In terms of process it was interesting to gather some images to demonstrate our way of making for this interview. There are images, words and models we make, before, during, after and, in some cases, quite some time after the project is finished. Always those representations are made to explore some kind of poetic potential we uncover, inherent in the condition of the project. Like the fine line drawings of 1 of 16 which unveil the new spaces and transformed dynamic of the family in the context of the back yards and the street art gallery out the back. Or the small books we make about each transformation to capture an architectural idea and manifestation. Or the collages we made of the Art Shed in accelerated decay after the project was finished, so that we could test the consequence of our material and detail decisions.
1 of 16 House, Sydney. Photography by Brett Boardman.

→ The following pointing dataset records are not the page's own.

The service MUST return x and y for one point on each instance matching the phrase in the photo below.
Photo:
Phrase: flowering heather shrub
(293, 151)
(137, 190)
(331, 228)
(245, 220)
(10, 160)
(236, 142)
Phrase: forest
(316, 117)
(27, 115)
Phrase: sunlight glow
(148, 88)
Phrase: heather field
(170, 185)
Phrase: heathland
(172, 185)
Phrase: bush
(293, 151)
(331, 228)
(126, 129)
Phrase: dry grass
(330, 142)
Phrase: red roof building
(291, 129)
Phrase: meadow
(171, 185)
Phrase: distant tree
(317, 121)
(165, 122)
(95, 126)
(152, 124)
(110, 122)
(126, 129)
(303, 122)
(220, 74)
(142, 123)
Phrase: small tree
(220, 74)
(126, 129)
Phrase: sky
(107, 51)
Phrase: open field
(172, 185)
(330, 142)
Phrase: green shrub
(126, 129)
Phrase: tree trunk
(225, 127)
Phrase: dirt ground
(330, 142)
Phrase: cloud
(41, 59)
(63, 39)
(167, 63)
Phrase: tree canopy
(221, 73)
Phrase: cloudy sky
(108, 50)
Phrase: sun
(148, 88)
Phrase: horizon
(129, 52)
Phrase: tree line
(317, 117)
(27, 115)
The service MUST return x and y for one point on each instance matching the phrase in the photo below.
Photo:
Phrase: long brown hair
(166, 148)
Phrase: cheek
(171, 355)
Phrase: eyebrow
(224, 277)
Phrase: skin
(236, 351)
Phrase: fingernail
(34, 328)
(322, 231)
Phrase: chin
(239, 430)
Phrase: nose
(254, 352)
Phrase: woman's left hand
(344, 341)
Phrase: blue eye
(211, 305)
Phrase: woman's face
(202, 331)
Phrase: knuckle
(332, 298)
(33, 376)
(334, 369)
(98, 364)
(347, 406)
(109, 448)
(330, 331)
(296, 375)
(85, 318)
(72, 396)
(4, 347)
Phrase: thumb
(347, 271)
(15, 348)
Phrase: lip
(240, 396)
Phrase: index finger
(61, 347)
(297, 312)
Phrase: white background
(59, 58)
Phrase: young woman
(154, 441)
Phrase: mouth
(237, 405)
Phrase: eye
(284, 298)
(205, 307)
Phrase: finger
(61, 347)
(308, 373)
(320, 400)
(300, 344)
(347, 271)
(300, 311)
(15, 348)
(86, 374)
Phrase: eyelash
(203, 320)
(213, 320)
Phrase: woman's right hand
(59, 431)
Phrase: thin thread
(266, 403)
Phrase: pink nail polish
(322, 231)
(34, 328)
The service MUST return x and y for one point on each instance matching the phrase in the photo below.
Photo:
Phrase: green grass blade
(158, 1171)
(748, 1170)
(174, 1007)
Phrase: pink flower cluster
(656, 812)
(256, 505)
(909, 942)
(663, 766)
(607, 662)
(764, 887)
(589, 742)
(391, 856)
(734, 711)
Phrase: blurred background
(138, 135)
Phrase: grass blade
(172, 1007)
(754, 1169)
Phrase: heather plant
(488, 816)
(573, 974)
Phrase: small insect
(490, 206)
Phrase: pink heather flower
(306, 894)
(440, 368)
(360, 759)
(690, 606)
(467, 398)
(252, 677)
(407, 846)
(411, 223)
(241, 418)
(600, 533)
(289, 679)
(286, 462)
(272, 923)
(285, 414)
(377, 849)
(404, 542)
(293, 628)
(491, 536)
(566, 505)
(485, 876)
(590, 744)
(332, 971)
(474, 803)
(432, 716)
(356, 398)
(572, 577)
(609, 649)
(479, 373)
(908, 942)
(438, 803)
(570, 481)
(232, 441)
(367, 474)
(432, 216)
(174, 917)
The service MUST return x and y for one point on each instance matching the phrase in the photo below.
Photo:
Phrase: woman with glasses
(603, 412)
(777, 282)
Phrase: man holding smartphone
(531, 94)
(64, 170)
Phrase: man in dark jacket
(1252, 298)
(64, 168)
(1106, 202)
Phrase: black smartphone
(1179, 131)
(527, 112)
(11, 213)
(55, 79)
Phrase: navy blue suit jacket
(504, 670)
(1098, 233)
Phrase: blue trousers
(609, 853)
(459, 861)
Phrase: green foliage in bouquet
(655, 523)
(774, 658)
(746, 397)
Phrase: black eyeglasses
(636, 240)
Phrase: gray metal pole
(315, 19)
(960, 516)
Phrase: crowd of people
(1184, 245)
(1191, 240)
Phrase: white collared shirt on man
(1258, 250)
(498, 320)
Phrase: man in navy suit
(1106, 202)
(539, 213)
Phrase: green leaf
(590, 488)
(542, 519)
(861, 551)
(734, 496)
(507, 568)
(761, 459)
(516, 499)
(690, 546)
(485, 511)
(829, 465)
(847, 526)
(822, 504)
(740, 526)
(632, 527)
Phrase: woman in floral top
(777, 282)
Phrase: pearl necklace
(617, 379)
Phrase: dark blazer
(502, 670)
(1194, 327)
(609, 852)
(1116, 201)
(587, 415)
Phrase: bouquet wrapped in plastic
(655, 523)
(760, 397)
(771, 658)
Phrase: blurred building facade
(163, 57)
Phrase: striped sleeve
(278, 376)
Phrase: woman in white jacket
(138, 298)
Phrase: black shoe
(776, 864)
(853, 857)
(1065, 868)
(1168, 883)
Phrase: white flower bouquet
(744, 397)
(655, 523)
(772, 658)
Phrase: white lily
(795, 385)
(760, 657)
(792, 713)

+ How do you go about initiating projects – do you do this together or separately? You must find that your partnership enriches your output, but is there ever a time when you drive each other crazy, or when designing or working together can be challenging?
We tend to work together on the tasks at the outset of a project so that our divergent ways of thinking and being can become evident in the design response. When that is done well, it allows each of us to take up different parts of a project seamlessly as it moves through the subsequent stages. This way of working relies on the shorthand we have developed between the two of us – but not just us, also the wonderful people who collaborate with us inside and outside of our office.
Yes, we drive each other crazy. All the time. As challenging as that tension is, it is essential to realise that that tension, when it is founded on mutual respect for what the other will bring to the table, establishes a creative energy that invariably results in an outcome better than each of us could have imagined individually.
Though the productive benefit of collaboration is clear, we have also found the ability to share the intrinsic understanding and support of another is a wonderful antidote to what is a stimulating but also often isolating profession.
Art Shed/ Garden Gallery, Sydney. Photography by Brett Boardman.